Construction of DNA fragment for gene targeting by joint PCR. Scheme of constructing DNA fragments for gene targeting by joint PCR to generate cnb1 gene-deficient mutants and electrophoresis of DNA fragments amplified by PCR or joint PCR

Fig. 5

Generation of cnb1 gene-deficient mutant using DNA fragment produced by joint PCR. A DNA fragment 2 produced by joint PCR was added to competent T. asahii cells prepared by culture for 1 day and electroporated (time constant protocol: 1.8 kV, 5 ms). Colony PCR was performed on colonies (samples 1–15) grown on SDA containing nourseothricin (300 µg/ml). B Location of the primers for confirming the genome structure of the cnb1 gene-deficient candidate by PCR. C Confirmation of the cnb1 gene-deficiency of the cnb1 gene-deficient candidate by PCR using extracted genome DNA

Table 2

Efficiency of homologous replacement in cnb1 gene region

DNA fragment	Length of homologous regions (bp)	Total transformants	Homologous replacement(∆cnb1)	Efficiency (%)(∆cnb1/total transformants)
Joint PCR product	1500	45	8	18%
DNA fragment 1a	2000	21	4	19%

aData are cited from Matsumoto et al.(Matsumoto et al. 2021)

Discussion

Here, we developed a method to establish a cnb1 gene-deficient mutant of T. asahii using PCR-amplified DNA fragments without gene cloning in E. coli. Using this method, it is theoretically possible to obtain a gene-deficient mutant of T. asahii within 1 week. Further experiments are needed to determine whether strains deficient in other genes can be obtained under these experimental conditions.

Optimizing the preparation of competent cells and electroporation conditions is very important for improving gene transfer (Edman and Kwon-Chung 1990; Wang 2018). The transformants in this study were obtained by introducing a drug-resistant gene via homologous recombination and non-homologous end-joining repair. In a previous study, we used competent cells cultured for 2–3 days, and the number of transformants obtained was less than 10 (Matsumoto et al. 2021). Competent cells incubated for 1 day had higher competency than those incubated for 2 days.
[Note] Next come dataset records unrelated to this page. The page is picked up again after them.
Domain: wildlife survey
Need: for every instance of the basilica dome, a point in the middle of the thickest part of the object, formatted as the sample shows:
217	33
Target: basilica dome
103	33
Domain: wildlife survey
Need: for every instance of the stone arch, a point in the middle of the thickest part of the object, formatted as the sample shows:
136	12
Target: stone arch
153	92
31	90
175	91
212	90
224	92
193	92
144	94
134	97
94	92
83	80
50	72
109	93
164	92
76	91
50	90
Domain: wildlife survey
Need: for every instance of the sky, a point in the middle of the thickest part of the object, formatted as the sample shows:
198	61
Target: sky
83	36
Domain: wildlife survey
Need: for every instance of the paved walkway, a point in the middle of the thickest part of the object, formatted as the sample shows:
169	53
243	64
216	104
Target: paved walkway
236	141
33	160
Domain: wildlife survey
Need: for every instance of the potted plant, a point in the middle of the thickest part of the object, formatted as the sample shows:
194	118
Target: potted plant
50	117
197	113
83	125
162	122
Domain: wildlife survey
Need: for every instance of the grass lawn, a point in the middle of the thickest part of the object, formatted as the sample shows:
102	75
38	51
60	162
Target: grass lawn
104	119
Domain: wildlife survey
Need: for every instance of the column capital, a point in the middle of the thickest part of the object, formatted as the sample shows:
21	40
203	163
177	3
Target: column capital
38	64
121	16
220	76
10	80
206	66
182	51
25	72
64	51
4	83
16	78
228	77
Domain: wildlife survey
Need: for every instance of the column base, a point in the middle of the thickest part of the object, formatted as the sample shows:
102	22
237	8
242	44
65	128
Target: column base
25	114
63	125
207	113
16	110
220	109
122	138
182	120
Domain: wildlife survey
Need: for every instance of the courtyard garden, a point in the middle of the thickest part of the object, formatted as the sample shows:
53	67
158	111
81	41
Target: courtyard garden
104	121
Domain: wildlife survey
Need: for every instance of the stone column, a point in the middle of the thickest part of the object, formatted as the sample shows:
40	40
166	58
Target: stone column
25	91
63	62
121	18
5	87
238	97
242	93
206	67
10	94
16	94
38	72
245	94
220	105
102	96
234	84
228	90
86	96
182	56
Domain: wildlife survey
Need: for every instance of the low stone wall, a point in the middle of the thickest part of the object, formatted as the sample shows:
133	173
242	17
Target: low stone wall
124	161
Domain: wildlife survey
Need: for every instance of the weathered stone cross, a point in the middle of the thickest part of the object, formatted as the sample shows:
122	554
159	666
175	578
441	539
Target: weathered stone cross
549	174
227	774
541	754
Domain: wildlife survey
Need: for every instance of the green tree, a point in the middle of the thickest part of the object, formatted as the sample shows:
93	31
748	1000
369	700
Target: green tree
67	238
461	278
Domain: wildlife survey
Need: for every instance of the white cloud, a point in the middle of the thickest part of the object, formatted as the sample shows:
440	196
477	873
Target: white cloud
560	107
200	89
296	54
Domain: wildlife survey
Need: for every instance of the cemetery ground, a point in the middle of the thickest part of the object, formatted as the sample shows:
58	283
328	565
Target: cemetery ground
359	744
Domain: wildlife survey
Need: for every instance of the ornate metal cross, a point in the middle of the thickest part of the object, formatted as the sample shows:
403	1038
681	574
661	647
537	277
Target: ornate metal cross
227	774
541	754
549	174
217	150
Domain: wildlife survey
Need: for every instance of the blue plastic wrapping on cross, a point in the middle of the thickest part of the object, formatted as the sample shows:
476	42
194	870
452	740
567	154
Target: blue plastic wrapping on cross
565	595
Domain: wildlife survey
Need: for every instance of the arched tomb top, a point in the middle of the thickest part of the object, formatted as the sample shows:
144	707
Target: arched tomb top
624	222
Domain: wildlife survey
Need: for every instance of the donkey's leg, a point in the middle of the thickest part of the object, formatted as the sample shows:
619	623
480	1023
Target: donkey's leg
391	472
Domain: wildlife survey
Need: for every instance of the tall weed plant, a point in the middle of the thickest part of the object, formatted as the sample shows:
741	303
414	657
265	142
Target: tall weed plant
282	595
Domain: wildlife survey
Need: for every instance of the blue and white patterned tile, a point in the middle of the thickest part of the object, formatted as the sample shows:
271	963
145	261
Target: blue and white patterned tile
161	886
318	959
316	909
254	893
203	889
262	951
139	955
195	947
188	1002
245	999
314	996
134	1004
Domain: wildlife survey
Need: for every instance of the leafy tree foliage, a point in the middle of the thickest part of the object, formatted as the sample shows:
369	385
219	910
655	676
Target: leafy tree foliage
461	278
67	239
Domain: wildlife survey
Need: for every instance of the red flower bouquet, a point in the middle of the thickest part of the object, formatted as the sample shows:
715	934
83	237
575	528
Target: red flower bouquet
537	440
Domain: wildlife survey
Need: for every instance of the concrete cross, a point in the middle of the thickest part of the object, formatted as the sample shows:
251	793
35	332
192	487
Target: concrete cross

For generating gene-deficient mutants by electroporation, longer homologous regions should be used to increase the recombination efficiency (Ueno et al. 2007). On the other hand, the use of long DNA fragments decreased the gene transfer efficiency (Lamichhane et al. 2015). Moreover, long DNA fragments are difficult to produce by joint PCR (Bryksin and Matsumura 2010). Therefore, optimizing the length of the homologous regions is important toward increasing the efficiency of obtaining gene-deficient mutants. In T. asahii, a 1500-bp homologous region is needed to obtain gene-deficient mutant candidates by electroporation at a ratio of approximately 20%. The efficiency of homologous replacement in the cnb1 gene region by joint PCR products in this study is similar to that in a previous study in which PCR products were amplified using a purified targeting plasmid (Matsumoto et al. 2021). Therefore, joint PCR products are useful for generating gene-deficient mutants in T. asahii by gene transfer via electroporation. A DNA fragment amplified by joint PCR for deletion of a target gene can be used to generate cnb1 gene-deficient mutants in T. asahii. This method enabled us to produce DNA fragments for the deletion of target genes more rapidly and conveniently than the conventional method of producing DNA fragments using E. coli. In a future study, we will generate gene-deficient mutants of T. asahii established in this study and analyze their pathogenicity functions.

In conclusion, we established a simple method for generating gene-deficient mutants in T. asahii via electroporation. The method might contribute to uncovering the molecular mechanisms of infection and drug resistance in T. asahii.